His key insight is that U.S. growth phases are linked to three “industrial revolutions,” whose innovations fueled a period of productivity growth that would eventually dissipate. Many readers would be surprised to learn that the last of these revolutions—the computer and Internet revolutions—has been relatively weak in its contribution to economic growth, fueling a mere eight-year growth spurt.

Writes Gordon: “The computer and Internet revolution…began around 1960 and reached its climax in the dot-com era of the late 1990s…Invention since 2000 has centered on entertainment and communication devices that are smaller, smarter and more capable, but do not fundamentally change labor productivity or the standard of living in the way that electric light, motor cars or indoor plumbing changed it.”

It was the second industrial revolution, which brought airplanes, air conditioning, interstate highways and indoor plumbing, that fueled the biggest gains in economic growth, but whose benefits were quite finite.

“Every drop of water for laundry, cooking, and indoor chamber pots had to be hauled in by the housewife, and wastewater hauled out. The average North Carolina housewife in 1885 had to walk 148 miles per year while carrying 35 tons of water,” writes Gordon. He added that the invention of running water and the spread of indoor plumbing in urban America a century ago was the key milestone in women’s liberation, and that the full effects of this revolution in productivity terms lasted about 100 years.
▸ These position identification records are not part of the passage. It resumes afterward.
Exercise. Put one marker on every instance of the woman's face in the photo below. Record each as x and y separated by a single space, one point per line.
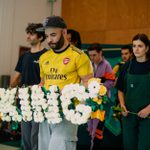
139 49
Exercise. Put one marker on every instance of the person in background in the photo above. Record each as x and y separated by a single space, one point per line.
74 38
133 93
102 69
126 55
27 73
63 64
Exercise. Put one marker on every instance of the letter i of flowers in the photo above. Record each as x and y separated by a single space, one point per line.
38 102
98 97
25 102
53 113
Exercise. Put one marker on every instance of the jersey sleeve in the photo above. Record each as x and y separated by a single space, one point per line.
41 68
84 66
19 65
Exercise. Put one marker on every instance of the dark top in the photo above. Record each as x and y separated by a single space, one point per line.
135 68
28 66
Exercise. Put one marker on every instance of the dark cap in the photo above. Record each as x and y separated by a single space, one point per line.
53 21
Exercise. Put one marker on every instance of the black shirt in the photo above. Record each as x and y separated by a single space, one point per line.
28 66
135 68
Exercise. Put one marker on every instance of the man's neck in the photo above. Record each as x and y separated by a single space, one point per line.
36 48
64 47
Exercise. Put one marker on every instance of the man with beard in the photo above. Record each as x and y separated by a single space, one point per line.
63 64
28 73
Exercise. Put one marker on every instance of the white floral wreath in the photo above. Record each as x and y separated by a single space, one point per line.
7 105
81 112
The first industrial revolution, Gordon writes, “centered in 1750-1830 from the inventions of the steam engine and cotton gin through the early railroads and steamships, but much of the impact of railroads on the American economy came later between 1850 and 1900.” This revolution, he writes, would play out in terms of productivity gains over 150 years.
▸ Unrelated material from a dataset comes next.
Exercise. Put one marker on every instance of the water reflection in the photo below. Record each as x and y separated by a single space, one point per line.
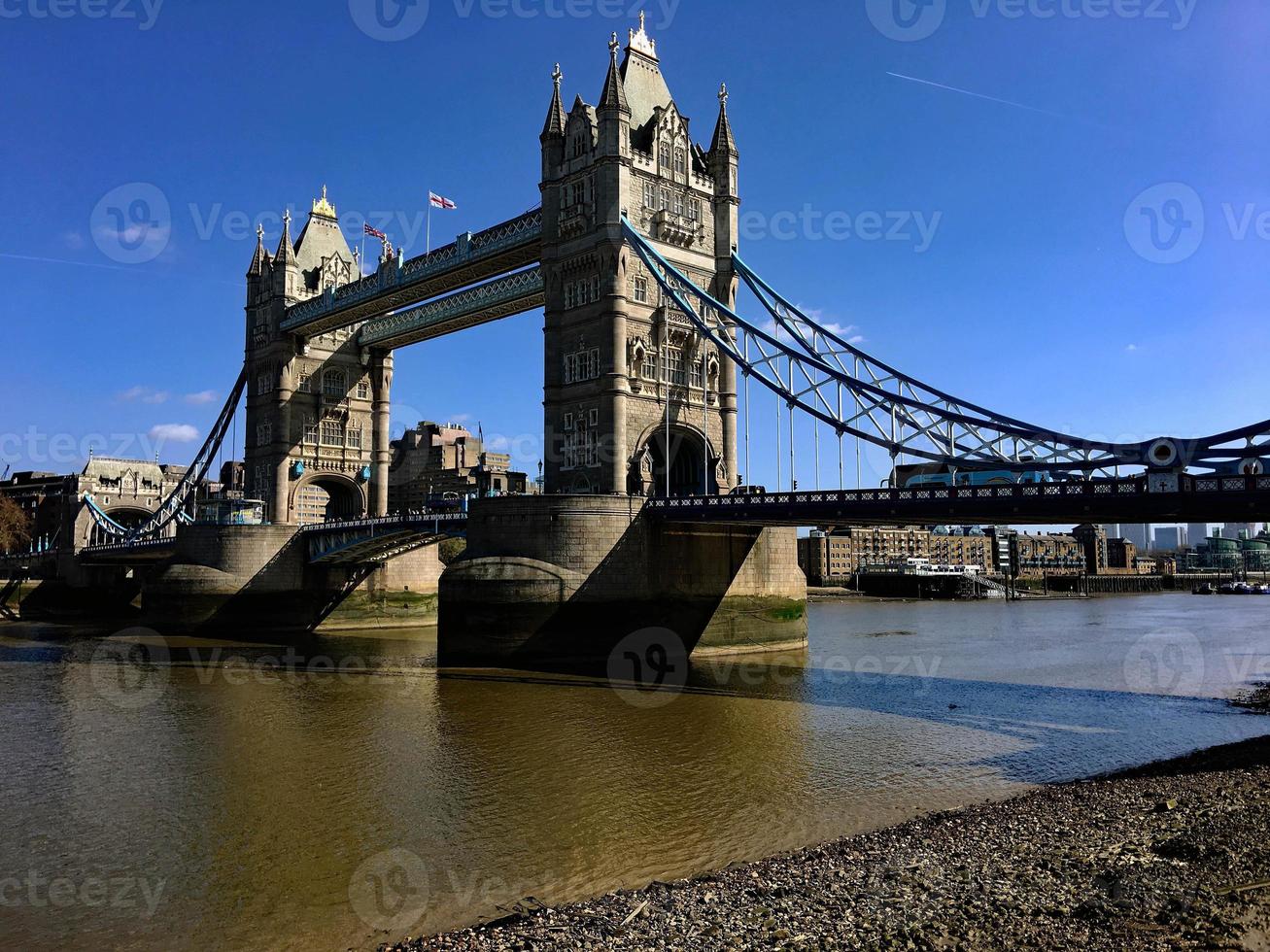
253 791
The income effects of these revolutions may be the most interesting, even disturbing, findings of Gordon’s study. In the period between 1957 and 1988, income per capita doubled—in just 31 years. The biggest growth occurred in the period between 1929 and 1957, when income doubled in just 28 years, hardly slowed by the Great Depression and World War II. In contrast, it took centuries for income to double before 1800, and Gordon hypothesizes that it could take a century for income per capita to double in the years to come.

Gordon conjectures that diminishing gains from previous revolutions combined with current economic headwinds may bring the U.S. back to the 0.2% economic growth rate experienced by Britain in the four centuries from 1300 to 1700.

Those headwinds include unfavorable demographics, with retiring boomers reversing gains brought by women entering the labor force; declining educational attainment, which has now logged two decades in international comparisons and is likely to be worsened by the “cost disease” of college tuition rising in comparison to other goods; rising income inequality, which Gordon expects to substantially suppress economic growth; globalization, which suppresses U.S. wages via outsourcing; environmental problems, which Gordon sees as necessitating a growth-suppressing carbon tax; and finally, the overhang of consumer and government debt, which he says will reduce disposable income relative to real GDP.

Gordon concludes:

“The particular numbers don’t matter, and there is no magic in the choice of 0.2% as the long-run growth rate. That was chosen for “shock value” as the rate of growth for the UK between 1300 and 1700. Any other number below 1.0% could be chosen and it would represent an epochal decline in growth from the U.S. record of the last 150 years of 2.0% annual growth rate in output per capita.”